Kels and I decided to order two flights...the best way to sample every beer they had. I'm not being hyperbolic when I say that every one of the beers was one I would order again, independent of the flight. Their light beers were smooth, their dark beers were complex and savory...particularly the stout, which had the yummiest hazelnut undertones...but my personal favorite was the Nitro'd IPA. I had no idea what it meant to "nitro" a beer, but apparently it's just a way to add carbonation with nitrogen instead of CO2. It results in a smoother, creamier finish with super-dense foam. I was so excited about it that I sloshed half of it down my arm/watch...and got another free flight of it just because! 

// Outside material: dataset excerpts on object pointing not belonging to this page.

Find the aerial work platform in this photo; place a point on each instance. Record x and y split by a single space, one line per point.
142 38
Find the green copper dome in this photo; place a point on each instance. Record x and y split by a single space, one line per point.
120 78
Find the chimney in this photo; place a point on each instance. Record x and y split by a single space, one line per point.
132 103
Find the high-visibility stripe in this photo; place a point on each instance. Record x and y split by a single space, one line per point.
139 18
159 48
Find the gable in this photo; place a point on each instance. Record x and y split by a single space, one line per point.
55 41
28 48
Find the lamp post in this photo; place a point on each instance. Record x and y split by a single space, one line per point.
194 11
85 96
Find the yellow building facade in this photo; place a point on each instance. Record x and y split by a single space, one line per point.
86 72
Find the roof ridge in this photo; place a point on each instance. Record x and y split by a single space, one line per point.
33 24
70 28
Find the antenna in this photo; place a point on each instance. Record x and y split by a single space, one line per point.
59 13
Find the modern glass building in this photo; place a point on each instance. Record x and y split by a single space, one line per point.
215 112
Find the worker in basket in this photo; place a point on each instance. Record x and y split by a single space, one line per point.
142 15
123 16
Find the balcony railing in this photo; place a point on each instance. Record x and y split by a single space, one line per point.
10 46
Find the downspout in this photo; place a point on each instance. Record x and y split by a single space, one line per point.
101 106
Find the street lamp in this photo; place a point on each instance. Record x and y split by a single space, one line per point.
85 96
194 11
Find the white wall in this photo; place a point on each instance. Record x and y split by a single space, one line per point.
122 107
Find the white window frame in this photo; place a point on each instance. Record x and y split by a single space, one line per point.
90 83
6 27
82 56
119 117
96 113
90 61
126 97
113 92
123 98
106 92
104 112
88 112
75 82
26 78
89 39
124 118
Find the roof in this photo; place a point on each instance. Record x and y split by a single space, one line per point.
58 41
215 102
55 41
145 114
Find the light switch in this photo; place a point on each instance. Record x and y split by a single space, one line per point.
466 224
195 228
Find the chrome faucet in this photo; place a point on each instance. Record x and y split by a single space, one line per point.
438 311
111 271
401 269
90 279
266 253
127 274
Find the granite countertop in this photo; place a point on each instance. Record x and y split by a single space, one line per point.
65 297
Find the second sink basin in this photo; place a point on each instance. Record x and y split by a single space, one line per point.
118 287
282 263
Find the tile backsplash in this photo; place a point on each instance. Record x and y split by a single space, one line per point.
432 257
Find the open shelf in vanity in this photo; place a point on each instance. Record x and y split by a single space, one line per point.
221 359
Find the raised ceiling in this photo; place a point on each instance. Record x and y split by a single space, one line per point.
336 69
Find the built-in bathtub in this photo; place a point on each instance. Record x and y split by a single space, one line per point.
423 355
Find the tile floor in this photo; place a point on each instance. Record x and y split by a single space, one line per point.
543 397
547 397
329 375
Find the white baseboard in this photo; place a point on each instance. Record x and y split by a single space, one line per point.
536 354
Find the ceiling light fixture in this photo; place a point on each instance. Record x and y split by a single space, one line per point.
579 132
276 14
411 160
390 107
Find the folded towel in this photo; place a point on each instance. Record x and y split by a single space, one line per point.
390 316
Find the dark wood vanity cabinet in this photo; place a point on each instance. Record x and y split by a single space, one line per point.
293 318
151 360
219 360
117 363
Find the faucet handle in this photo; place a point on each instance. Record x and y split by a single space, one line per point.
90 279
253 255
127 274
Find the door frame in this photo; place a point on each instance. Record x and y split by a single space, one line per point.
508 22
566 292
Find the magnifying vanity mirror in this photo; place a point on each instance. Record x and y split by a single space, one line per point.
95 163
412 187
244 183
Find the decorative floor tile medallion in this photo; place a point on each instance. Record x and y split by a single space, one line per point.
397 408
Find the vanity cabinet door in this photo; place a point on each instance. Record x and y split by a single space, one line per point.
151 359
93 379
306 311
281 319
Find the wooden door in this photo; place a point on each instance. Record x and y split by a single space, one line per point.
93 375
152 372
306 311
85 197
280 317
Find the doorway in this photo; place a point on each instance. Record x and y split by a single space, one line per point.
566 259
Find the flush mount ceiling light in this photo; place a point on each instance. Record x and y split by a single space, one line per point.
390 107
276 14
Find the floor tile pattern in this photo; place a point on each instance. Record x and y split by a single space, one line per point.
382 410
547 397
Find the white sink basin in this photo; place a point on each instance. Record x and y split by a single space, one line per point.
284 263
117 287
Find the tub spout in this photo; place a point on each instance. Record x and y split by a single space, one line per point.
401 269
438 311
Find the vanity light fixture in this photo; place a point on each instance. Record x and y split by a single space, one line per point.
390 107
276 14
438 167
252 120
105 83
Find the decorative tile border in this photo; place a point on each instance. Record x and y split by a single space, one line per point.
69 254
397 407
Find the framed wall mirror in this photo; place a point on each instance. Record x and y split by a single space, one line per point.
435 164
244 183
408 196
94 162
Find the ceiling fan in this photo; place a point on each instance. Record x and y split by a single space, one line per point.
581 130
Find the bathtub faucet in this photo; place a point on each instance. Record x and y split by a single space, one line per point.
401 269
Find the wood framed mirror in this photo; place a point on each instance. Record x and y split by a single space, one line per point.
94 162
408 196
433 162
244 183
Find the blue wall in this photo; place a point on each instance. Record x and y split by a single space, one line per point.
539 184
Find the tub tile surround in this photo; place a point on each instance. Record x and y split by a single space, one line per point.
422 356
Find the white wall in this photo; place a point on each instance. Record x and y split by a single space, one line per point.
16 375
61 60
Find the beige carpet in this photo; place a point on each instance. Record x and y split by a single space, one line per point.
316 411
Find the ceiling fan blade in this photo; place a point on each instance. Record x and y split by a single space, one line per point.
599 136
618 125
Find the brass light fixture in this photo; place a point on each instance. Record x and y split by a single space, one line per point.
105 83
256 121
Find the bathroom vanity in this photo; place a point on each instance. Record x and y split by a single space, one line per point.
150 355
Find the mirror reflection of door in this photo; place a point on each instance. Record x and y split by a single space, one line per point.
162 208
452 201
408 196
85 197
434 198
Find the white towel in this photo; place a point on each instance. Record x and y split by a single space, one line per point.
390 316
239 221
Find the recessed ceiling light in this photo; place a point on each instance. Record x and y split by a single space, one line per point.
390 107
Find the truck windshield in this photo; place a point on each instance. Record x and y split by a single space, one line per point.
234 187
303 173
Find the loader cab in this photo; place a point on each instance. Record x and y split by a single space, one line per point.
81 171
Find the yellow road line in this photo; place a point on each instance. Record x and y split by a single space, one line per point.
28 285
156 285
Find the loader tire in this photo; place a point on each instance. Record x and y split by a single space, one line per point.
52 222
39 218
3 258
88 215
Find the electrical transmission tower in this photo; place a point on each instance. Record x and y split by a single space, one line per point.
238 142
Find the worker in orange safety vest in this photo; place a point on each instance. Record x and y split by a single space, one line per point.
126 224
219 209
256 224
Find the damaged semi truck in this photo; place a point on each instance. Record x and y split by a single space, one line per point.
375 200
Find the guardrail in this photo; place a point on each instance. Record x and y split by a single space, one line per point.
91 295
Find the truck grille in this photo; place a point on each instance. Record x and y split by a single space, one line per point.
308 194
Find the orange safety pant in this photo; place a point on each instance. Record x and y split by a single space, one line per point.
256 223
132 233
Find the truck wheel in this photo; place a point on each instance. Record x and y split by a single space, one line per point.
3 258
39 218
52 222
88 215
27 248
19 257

The taproom was super industrial, and prominently featured their darling little robot logo. There were numerous board games set out for patrons' enjoyment, the beer list scrolled across a few TVs, and the bar was open to the giant back-room brewery...so neat! 

Best part of Tin Whiskers, if you ask me? Black Sheep Pizza delivers there from their St. Paul location right around the corner! Kels and I, after large amounts of yummy beer on empty stomachs, couldn't have been more excited about the prospect of coal-fired pizza. We ordered two...their amazing meatball ricotta, with roasted garlic, and a smoked mozzarella-and-pepperoni combo that made my taste buds sing. The leftovers tasted just as good the next day for lunch! 

There you have it, friends...a November Thursday that highlighted how far I've come since last year in all the best ways. Beethoven over lunch break, leaving for happy hour before the post-Daylight Savings sunset, totally relaxed and loving life? I'll take it, every Thursday please!